Wednesday, April 07, 2004

Blame where blame's due

Emmanuel Dongala ponders Western apathy in a New York Times column marking the tenth anniversary of the Rwandan genocide.

During those vicious 100 days, though, Western countries, including the United States, refused to call it a genocide. Using the term would have meant moral and legal obligations.
The killing and subsequent mutilation of 18 American soldiers recorded in "Black Hawk Down" took place mere months before the Rwandan genocide. In light of this, US culpability for inaction ought, if anything, be mitigated rather than singled out in comparison to countries whose troops had not recently suffered such a fate during a humanitarian intervention.
[M]any Africans believed the reason for the denial was that genocide is historically linked to "civilized" people. In Africa, where barbarism was the norm, the Hutu killing spree was just another tribal war. After all, how can one commit a genocide with machetes?
Here Mr. Dongala tries establish a link, however nebulous, to colonialism or racism; however, his own words only a few short paragraphs later hint at another explanation.
Today, I still think the genocide in Rwanda has not been the electroshock that should have jolted me and other African scholars from our "Africanly" correct way of thinking.

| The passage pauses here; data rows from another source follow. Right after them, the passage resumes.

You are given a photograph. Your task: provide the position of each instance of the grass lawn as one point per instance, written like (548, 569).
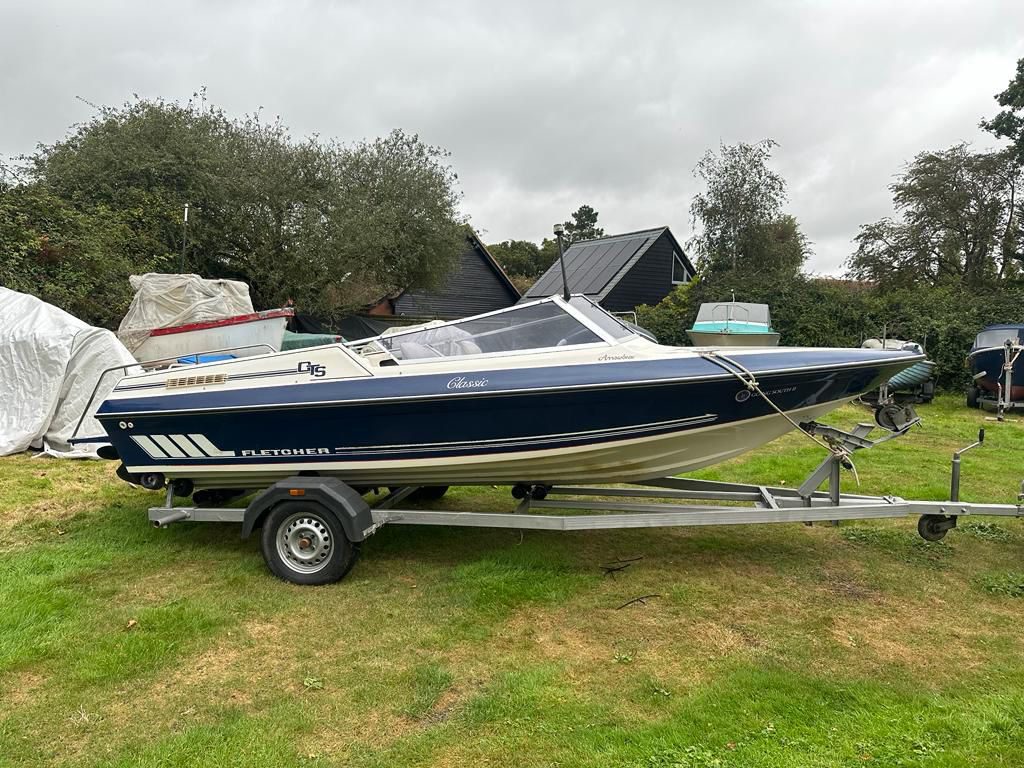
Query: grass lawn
(773, 645)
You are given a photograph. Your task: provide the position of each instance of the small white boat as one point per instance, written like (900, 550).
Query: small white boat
(244, 335)
(733, 324)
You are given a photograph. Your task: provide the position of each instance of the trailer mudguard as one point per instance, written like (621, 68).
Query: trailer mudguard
(350, 508)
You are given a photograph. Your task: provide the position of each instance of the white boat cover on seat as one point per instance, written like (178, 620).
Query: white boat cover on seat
(49, 363)
(168, 300)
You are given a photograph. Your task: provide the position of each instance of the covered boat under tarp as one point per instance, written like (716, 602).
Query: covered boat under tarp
(175, 315)
(49, 364)
(919, 379)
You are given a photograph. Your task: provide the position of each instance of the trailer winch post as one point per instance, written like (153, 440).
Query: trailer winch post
(954, 476)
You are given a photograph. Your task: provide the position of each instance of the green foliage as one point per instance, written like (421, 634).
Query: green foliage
(583, 225)
(76, 260)
(330, 225)
(742, 227)
(1009, 123)
(525, 261)
(958, 221)
(519, 258)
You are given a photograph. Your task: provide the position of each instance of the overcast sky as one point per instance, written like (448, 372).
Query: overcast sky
(545, 105)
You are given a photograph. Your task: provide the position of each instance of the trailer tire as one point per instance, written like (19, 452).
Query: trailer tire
(972, 397)
(930, 527)
(304, 543)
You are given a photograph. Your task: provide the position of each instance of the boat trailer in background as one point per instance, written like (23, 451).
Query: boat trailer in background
(1000, 400)
(312, 526)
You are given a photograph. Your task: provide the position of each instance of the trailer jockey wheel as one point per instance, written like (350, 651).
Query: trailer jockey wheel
(934, 527)
(972, 396)
(304, 543)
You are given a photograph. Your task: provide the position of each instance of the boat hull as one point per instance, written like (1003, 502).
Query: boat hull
(597, 423)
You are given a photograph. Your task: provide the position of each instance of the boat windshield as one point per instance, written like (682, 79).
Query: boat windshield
(607, 323)
(531, 327)
(995, 337)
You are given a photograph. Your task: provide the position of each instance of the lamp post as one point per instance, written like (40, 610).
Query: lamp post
(559, 230)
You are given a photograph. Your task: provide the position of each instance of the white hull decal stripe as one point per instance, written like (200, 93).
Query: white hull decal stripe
(187, 445)
(168, 444)
(148, 446)
(204, 443)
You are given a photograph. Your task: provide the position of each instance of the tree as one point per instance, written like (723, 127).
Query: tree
(72, 259)
(518, 257)
(331, 225)
(957, 220)
(583, 225)
(1009, 123)
(741, 224)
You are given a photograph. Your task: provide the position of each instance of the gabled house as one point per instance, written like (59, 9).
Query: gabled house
(476, 285)
(620, 271)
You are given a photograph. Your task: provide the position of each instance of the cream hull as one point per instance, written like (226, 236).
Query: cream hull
(621, 461)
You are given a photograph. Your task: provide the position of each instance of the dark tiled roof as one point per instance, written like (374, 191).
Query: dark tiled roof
(594, 266)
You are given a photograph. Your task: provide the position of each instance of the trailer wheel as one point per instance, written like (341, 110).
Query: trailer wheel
(429, 494)
(931, 527)
(972, 397)
(304, 543)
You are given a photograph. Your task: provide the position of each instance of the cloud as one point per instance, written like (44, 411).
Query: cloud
(547, 105)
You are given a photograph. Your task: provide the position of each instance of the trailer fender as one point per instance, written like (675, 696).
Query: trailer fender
(350, 508)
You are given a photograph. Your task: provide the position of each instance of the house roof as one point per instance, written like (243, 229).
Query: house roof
(595, 266)
(476, 284)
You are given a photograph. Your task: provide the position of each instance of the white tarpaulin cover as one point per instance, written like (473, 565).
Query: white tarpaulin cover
(49, 363)
(168, 300)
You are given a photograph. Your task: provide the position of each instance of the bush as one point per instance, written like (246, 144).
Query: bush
(821, 311)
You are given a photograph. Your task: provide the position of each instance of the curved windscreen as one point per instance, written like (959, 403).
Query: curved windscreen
(531, 327)
(607, 323)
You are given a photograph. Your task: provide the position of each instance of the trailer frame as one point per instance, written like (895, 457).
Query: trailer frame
(667, 502)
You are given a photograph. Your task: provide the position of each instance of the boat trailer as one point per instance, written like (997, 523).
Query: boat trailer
(312, 526)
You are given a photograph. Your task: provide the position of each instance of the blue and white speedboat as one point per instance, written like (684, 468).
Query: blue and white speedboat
(551, 391)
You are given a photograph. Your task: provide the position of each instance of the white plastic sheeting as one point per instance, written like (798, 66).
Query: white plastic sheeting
(168, 300)
(49, 363)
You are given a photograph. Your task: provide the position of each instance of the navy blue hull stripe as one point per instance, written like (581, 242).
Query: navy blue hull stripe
(444, 386)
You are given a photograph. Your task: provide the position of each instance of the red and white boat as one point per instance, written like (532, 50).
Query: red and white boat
(243, 335)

Some of our outdated ideological ideas must be challenged. With the backing of the government, Arabs are carrying out a massacre of genocidal scale against black Africans in Sudan, yet many academics and leaders in Africa are reluctant to speak out because of a misplaced sense of solidarity. We are also reluctant to face other unpleasant realities because we are afraid that would project the wrong picture of Africa to the world.
These criticisms do not apply only to African scholars and leaders. There are plenty in the West whom the genocide in the Rwanda should have jolted from their way of thinking. Who in the West is afraid to project the wrong picture of Africa to the world? Who in the West refuses to speak out because of a misplaced sense of solidarity?
In 1958, Ahmed Sekou Toure of Guinea was the only leader of all the French African colonies to seek immediate independence. Because of this, we refused for a long time to denounce the crimes Toure was committing against his people. And because Robert Mugabe fought for freedom in Rhodesia (now called Zimbabwe), it is not acceptable to criticize his autocratic rule, for doing so would be siding with the white settlers. As for Rwanda, many people dare not speak against the crimes that Rwandan troops are committing in the Democratic Congo Republic because of the moral legitimacy President Paul Kagame gained by stopping genocide in his country.
If a Westerner, particularly a white Westerner, had spent the spring and summer of 1994 levelling accusations of genocide at Rwandan Hutus, he would have been attacked as a racist, a colonialist, an imperalist by the same people in the West who claim to care the most about genocides in developing countries; not surprisingly, such accusations are precisely how Robert Mugabe has responded to criticisms of his human rights record by Western human rights groups and especially governments.

If we are to stop the genocide in Sudan, if we are to prevent future Rwandas, it is not enough for African scholars to challenge outdated ideological ideas; their intellectual comrades in the West must do the same.